There have to be stakes, real-world threats to which the system is vulnerable. A system with judgment must care about what it is thinking about, must be willing to go to bat for the truth, must, as Haugeland said, “give a damn.”
These abilities imply an understanding of, and commitment to, the world as a whole—a single, encompassing totality. No reckoning system understands what it is talking about; to do so, it would have to hold every object, property or state of affairs accountable to being in the world. If I were so much as to begin to think that a cup of coffee in front of me had spontaneously leaped two inches up into the air, for example—if my perceptual system were to deliver that hypothesis to my cortex—I would not believe it, would not take the evidence as compelling.
Instead I would suspect that I had blinked without realizing it, that someone had jostled my desk, that what I drank a moment ago wasn’t coffee or that an earthquake was underway. That is, I would recognize that something impossible had seemed to happen, but because impossible things do not happen, I would take that apparent impossibility as evidence of a misunderstanding or mistake. And I would seek to repair that mistake. It may be that my registration scheme has failed to do the world justice and needs to be replaced.
In order to deal appropriately with context, in other words, it is not enough simply to have a world model, a causal model or some other “preregistered” conceptual scheme. There is no total world model; there is no universal conceptual scheme. This is the ontological lesson of second-wave AI. Judgment, then, not only holds registered phenomena accountable to being in the world; it also holds registration schemes themselves accountable. Such schemes have to make the world intelligible.

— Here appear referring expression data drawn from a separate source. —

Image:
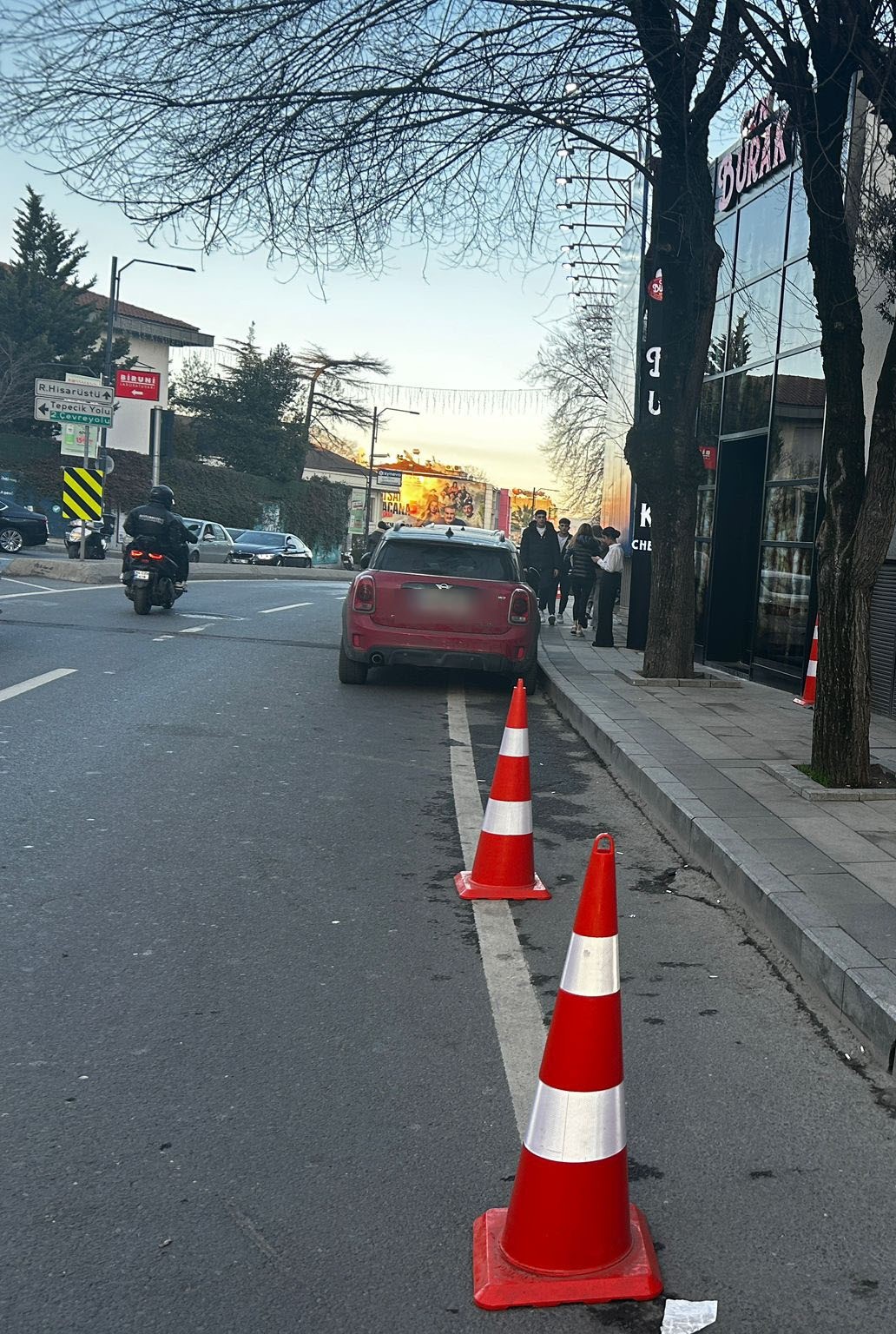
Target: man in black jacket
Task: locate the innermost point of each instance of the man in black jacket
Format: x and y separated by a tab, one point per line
540	560
156	519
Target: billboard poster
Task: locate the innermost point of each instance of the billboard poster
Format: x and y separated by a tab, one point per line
427	498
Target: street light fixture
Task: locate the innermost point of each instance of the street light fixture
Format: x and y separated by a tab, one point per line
378	417
115	284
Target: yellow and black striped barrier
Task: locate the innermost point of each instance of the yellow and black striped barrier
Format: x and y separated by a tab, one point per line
82	494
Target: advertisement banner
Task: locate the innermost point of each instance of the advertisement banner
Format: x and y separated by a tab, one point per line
432	499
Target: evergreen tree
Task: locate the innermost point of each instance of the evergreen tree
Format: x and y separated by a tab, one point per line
47	326
247	417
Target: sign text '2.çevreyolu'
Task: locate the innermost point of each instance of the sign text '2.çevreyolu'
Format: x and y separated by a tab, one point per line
82	494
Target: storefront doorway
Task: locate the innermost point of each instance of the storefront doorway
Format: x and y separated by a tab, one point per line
741	483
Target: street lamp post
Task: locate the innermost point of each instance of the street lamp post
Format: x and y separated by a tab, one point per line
378	417
115	286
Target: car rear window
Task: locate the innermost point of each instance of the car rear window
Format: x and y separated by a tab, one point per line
448	559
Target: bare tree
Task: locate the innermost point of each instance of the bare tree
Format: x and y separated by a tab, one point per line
333	393
813	54
326	129
572	367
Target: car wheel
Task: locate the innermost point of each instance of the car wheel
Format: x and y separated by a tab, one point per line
11	539
351	672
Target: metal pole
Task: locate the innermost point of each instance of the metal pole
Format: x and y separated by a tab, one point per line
107	358
155	445
368	499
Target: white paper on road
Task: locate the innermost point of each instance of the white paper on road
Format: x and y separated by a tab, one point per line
688	1317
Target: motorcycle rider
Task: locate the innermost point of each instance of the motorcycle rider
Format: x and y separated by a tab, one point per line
156	519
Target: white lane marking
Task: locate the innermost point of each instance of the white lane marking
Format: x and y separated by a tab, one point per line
515	1006
45	592
34	682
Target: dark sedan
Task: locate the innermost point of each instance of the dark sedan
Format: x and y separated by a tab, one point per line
20	527
269	549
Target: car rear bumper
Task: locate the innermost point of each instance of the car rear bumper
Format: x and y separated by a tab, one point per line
372	644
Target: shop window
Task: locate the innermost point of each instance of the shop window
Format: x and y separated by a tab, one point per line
726	234
702	584
799	315
789	512
798	236
719	338
706	505
754	321
708	415
784	584
761	234
798	420
748	398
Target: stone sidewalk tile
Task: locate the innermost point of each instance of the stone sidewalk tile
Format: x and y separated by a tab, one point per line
694	756
828	834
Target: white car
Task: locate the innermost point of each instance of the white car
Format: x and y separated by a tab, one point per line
214	542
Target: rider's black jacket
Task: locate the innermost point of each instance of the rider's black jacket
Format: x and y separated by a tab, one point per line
154	520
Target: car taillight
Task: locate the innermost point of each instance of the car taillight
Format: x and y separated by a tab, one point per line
365	597
520	607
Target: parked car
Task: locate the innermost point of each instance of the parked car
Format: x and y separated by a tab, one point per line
440	597
20	527
212	540
271	549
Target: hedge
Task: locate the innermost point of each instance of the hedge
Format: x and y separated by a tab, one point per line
315	508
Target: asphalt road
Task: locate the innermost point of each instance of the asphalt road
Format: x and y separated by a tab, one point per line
251	1077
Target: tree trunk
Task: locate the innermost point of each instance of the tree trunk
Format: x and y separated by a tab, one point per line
662	450
840	747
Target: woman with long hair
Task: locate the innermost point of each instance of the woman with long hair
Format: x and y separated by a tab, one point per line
583	554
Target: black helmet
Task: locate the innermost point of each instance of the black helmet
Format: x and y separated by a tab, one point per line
163	495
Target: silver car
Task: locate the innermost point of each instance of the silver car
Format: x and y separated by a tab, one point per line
214	542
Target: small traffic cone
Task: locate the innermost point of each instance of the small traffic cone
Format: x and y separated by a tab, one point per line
570	1233
807	698
504	862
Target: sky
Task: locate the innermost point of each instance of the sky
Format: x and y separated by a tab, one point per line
436	327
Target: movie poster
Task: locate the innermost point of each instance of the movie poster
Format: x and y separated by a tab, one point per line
432	499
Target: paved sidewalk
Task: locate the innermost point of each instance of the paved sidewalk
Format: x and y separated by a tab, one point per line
818	875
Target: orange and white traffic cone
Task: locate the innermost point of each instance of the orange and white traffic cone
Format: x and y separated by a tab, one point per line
570	1233
504	862
807	698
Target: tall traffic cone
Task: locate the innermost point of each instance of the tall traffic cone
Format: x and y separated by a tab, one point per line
807	698
504	862
570	1233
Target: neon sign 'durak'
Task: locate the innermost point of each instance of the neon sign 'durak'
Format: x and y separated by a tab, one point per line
766	149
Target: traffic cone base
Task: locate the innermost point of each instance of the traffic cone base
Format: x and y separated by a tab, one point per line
497	1284
468	888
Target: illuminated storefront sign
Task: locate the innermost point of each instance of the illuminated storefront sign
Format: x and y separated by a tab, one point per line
767	146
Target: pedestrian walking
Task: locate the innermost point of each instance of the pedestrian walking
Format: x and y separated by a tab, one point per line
564	540
540	560
583	554
609	589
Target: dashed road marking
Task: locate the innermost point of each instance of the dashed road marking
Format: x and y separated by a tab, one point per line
34	682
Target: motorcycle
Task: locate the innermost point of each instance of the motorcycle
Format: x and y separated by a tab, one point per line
94	545
149	578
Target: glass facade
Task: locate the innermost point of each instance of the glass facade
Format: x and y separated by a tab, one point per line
761	428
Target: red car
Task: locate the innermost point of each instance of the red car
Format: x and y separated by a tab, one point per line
440	597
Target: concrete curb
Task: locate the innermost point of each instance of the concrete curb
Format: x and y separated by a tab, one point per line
860	987
107	571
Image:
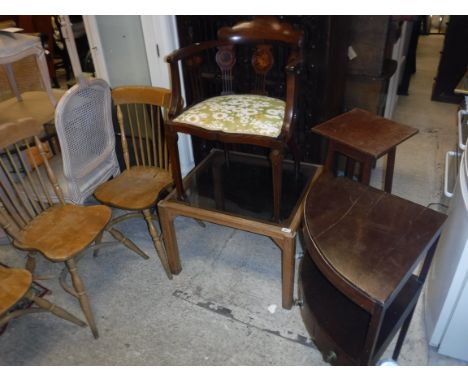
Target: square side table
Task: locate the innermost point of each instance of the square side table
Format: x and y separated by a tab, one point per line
364	137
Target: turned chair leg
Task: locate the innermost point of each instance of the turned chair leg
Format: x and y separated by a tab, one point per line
55	310
172	139
157	242
296	155
97	242
276	157
82	297
31	262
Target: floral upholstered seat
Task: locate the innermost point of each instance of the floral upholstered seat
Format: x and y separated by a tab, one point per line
237	113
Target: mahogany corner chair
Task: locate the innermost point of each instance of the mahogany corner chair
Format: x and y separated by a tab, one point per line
249	117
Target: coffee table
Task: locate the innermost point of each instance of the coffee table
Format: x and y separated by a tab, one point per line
235	191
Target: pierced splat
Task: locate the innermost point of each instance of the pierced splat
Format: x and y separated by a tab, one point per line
262	62
226	59
193	67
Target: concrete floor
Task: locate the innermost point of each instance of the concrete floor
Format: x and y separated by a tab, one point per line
220	309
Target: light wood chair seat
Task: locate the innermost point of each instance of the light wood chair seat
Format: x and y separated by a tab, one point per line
134	189
14	283
63	231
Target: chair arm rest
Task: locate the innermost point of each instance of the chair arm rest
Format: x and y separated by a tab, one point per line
295	64
192	49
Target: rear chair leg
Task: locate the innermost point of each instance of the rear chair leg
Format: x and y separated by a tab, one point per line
157	242
119	236
56	310
82	297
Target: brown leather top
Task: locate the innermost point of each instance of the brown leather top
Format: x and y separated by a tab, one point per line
14	283
365	132
366	237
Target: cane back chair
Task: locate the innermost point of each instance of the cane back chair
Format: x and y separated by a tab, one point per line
60	232
140	112
249	117
15	285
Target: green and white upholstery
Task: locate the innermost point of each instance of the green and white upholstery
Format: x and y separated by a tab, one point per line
237	113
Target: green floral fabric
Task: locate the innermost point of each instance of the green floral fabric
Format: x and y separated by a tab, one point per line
238	113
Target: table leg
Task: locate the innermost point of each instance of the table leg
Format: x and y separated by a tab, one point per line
329	161
288	249
389	171
166	218
350	167
402	335
366	168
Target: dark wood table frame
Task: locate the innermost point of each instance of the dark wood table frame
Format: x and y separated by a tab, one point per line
284	236
359	286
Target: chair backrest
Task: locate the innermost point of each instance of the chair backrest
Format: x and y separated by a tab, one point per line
25	191
141	111
83	121
250	57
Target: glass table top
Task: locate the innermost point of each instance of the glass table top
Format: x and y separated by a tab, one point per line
241	184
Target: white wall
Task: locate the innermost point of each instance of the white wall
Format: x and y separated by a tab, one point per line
124	50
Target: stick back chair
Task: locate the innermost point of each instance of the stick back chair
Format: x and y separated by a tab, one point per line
250	117
60	232
140	111
15	285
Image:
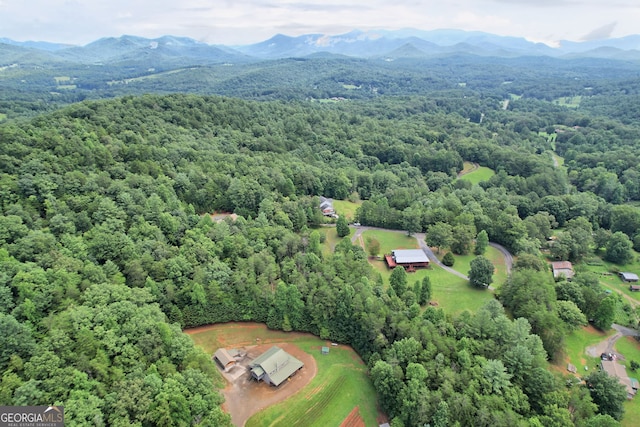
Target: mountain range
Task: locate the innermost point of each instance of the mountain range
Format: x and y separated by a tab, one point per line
381	44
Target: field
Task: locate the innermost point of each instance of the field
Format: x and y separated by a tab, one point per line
463	264
346	209
452	293
340	384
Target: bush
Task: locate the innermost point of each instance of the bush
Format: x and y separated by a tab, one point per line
448	259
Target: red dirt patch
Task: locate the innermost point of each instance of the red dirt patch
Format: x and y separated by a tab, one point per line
353	419
245	397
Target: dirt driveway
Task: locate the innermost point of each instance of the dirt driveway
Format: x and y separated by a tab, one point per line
245	397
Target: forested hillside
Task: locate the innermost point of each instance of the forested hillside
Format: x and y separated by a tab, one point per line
108	249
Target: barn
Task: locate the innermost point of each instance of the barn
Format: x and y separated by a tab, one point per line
410	259
274	366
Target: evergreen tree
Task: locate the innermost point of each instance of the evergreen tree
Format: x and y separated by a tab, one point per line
342	228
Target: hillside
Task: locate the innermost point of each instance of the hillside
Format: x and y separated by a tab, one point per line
108	248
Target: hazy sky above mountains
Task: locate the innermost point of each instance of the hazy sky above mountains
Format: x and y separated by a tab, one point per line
234	22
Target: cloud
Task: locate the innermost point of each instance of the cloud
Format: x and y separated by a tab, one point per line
600	33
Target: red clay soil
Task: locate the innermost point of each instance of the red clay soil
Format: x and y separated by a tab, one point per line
353	419
245	397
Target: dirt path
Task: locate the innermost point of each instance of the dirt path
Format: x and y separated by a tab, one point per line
245	397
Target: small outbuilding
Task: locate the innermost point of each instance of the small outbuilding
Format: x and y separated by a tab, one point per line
410	259
629	277
274	366
562	269
619	371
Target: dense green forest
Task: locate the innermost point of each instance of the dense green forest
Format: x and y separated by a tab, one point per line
107	249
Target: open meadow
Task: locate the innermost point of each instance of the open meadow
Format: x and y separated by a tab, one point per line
340	389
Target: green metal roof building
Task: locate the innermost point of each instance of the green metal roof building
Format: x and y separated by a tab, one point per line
274	366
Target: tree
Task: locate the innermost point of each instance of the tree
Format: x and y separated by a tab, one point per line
481	272
425	291
439	235
342	228
619	248
412	220
373	246
482	241
448	259
607	392
462	238
605	313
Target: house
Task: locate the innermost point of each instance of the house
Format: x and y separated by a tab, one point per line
615	369
410	259
225	359
326	206
628	277
562	269
274	366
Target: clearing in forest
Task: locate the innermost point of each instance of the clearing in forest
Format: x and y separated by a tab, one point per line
324	392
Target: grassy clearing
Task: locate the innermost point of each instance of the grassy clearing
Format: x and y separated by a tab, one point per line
390	240
463	264
576	344
340	384
482	173
331	239
346	208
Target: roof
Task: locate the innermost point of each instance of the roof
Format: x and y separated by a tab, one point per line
562	265
223	356
562	268
277	364
409	256
620	371
629	277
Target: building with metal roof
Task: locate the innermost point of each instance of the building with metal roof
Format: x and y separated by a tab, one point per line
274	366
408	258
629	277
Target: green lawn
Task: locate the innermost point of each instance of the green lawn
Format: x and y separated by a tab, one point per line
463	264
346	208
576	344
630	349
479	175
340	385
390	240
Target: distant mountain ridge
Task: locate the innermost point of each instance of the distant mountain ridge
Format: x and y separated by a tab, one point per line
383	44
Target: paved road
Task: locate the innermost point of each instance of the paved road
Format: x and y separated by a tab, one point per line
357	239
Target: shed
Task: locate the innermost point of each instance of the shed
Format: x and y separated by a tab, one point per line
274	366
224	359
562	269
628	277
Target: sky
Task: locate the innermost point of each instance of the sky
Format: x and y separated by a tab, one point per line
238	22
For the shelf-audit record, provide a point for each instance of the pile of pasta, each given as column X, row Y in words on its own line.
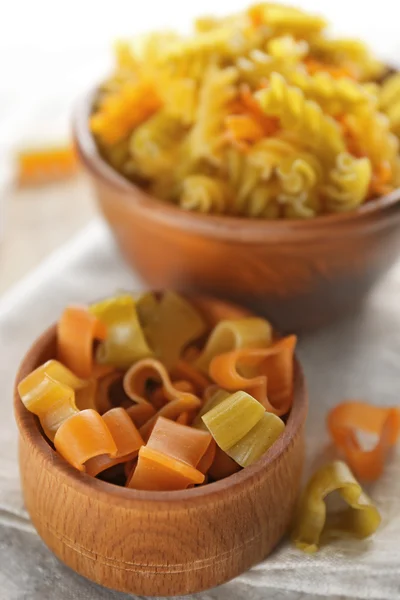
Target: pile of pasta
column 158, row 393
column 260, row 114
column 148, row 393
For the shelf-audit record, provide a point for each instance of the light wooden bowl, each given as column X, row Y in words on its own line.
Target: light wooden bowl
column 159, row 543
column 301, row 273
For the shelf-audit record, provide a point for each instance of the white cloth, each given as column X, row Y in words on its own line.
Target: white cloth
column 355, row 358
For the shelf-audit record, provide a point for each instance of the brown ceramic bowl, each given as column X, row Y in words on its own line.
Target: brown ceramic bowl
column 159, row 543
column 300, row 273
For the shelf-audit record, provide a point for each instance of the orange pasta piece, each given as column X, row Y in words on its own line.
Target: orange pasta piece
column 348, row 417
column 52, row 392
column 103, row 393
column 183, row 418
column 122, row 111
column 82, row 437
column 125, row 435
column 129, row 467
column 141, row 413
column 179, row 441
column 43, row 165
column 77, row 329
column 136, row 379
column 222, row 466
column 381, row 179
column 208, row 458
column 171, row 410
column 156, row 471
column 185, row 371
column 273, row 383
column 158, row 398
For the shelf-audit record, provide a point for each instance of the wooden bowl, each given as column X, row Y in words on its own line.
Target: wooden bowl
column 159, row 543
column 300, row 273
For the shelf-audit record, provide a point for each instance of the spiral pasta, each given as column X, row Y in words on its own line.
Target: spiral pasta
column 304, row 116
column 336, row 95
column 215, row 95
column 258, row 114
column 153, row 146
column 389, row 101
column 349, row 182
column 205, row 194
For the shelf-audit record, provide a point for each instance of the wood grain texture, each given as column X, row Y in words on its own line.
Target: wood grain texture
column 159, row 543
column 299, row 273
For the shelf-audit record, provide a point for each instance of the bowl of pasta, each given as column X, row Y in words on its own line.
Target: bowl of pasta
column 256, row 159
column 138, row 469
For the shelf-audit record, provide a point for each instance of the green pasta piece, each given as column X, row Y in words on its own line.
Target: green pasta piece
column 257, row 441
column 233, row 418
column 146, row 307
column 219, row 396
column 173, row 325
column 125, row 343
column 360, row 519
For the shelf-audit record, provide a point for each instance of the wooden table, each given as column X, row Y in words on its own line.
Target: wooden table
column 37, row 221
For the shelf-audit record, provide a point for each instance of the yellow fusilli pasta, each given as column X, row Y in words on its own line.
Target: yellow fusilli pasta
column 349, row 183
column 389, row 101
column 205, row 194
column 257, row 114
column 217, row 92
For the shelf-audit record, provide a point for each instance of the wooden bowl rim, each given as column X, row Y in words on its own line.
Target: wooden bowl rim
column 220, row 226
column 29, row 428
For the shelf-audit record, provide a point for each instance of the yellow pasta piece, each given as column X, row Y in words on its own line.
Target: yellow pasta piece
column 216, row 93
column 318, row 130
column 216, row 398
column 125, row 343
column 230, row 420
column 205, row 194
column 290, row 19
column 349, row 183
column 49, row 393
column 257, row 441
column 360, row 519
column 174, row 324
column 251, row 332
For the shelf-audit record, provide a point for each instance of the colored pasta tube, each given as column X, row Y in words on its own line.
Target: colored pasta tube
column 269, row 373
column 174, row 450
column 43, row 165
column 257, row 441
column 49, row 392
column 230, row 420
column 125, row 343
column 348, row 417
column 126, row 437
column 179, row 441
column 77, row 330
column 158, row 472
column 215, row 398
column 141, row 413
column 174, row 325
column 242, row 428
column 312, row 524
column 83, row 436
column 222, row 466
column 250, row 332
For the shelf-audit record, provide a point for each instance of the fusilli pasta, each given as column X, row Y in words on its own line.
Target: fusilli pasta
column 258, row 114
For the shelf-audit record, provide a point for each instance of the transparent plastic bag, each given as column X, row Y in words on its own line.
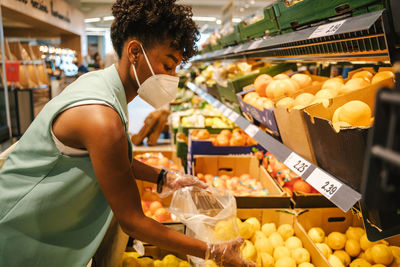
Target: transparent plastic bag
column 208, row 214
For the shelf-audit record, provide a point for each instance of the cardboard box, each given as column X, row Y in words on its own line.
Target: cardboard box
column 238, row 165
column 333, row 220
column 340, row 153
column 286, row 217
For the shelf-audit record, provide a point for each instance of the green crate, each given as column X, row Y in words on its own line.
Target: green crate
column 228, row 93
column 232, row 38
column 267, row 26
column 309, row 11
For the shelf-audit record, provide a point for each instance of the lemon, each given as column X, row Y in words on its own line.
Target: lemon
column 276, row 240
column 285, row 262
column 286, row 231
column 316, row 234
column 335, row 261
column 268, row 229
column 300, row 255
column 281, row 252
column 382, row 254
column 293, row 243
column 336, row 240
column 265, row 260
column 355, row 233
column 360, row 263
column 343, row 257
column 352, row 247
column 325, row 249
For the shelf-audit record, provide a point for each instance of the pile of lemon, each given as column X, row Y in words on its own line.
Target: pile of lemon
column 354, row 249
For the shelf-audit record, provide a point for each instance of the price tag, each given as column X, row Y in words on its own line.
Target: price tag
column 255, row 44
column 252, row 130
column 327, row 29
column 297, row 164
column 233, row 116
column 238, row 48
column 324, row 183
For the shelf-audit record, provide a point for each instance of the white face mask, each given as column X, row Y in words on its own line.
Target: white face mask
column 158, row 89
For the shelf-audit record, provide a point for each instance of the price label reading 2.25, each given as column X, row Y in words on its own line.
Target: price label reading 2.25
column 297, row 164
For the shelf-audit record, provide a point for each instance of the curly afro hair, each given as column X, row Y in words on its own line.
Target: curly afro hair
column 154, row 21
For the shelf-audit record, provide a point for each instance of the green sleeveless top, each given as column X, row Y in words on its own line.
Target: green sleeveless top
column 52, row 210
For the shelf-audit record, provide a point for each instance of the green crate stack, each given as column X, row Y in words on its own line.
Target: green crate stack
column 267, row 26
column 228, row 93
column 309, row 11
column 232, row 38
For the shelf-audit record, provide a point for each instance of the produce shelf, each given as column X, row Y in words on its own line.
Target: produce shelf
column 341, row 194
column 362, row 38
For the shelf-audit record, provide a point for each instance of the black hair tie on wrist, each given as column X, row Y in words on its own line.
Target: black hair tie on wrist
column 160, row 180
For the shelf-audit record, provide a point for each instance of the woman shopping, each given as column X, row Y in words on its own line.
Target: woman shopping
column 73, row 168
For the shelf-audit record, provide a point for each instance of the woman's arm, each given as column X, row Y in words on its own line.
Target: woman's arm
column 99, row 129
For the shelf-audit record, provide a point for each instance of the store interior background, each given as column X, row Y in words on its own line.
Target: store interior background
column 96, row 38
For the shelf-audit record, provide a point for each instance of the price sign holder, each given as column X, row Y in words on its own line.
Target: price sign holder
column 342, row 195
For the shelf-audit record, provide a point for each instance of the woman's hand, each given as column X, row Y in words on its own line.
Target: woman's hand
column 176, row 180
column 228, row 254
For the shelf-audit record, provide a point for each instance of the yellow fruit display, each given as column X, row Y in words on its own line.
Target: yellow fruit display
column 265, row 260
column 268, row 229
column 316, row 234
column 170, row 260
column 158, row 263
column 364, row 74
column 246, row 230
column 225, row 230
column 301, row 255
column 354, row 84
column 281, row 252
column 248, row 251
column 276, row 240
column 343, row 257
column 325, row 249
column 257, row 235
column 286, row 231
column 382, row 254
column 352, row 247
column 286, row 102
column 354, row 233
column 263, row 244
column 254, row 222
column 303, row 80
column 293, row 242
column 382, row 75
column 304, row 99
column 285, row 262
column 365, row 243
column 336, row 240
column 333, row 84
column 355, row 113
column 360, row 263
column 131, row 262
column 335, row 261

To have judgment is to be able to assess any applicable registration scheme—dynamically, continuously and ever vigilantly. Think of why we entrust childcare to adults. A child, after allowing a catastrophe, might argue, “But I did everything you said!” Not everything that is important can be said. No litany of saying, however extensive—no finite world model—can capture everything that is relevant.
Judgment, in sum, requires being existentially committed to the world, accountable to its reality and defended against the false or impossible. A system with judgment treats the world that hosts it, the entities it registers and the entire embedding society with deference and humility.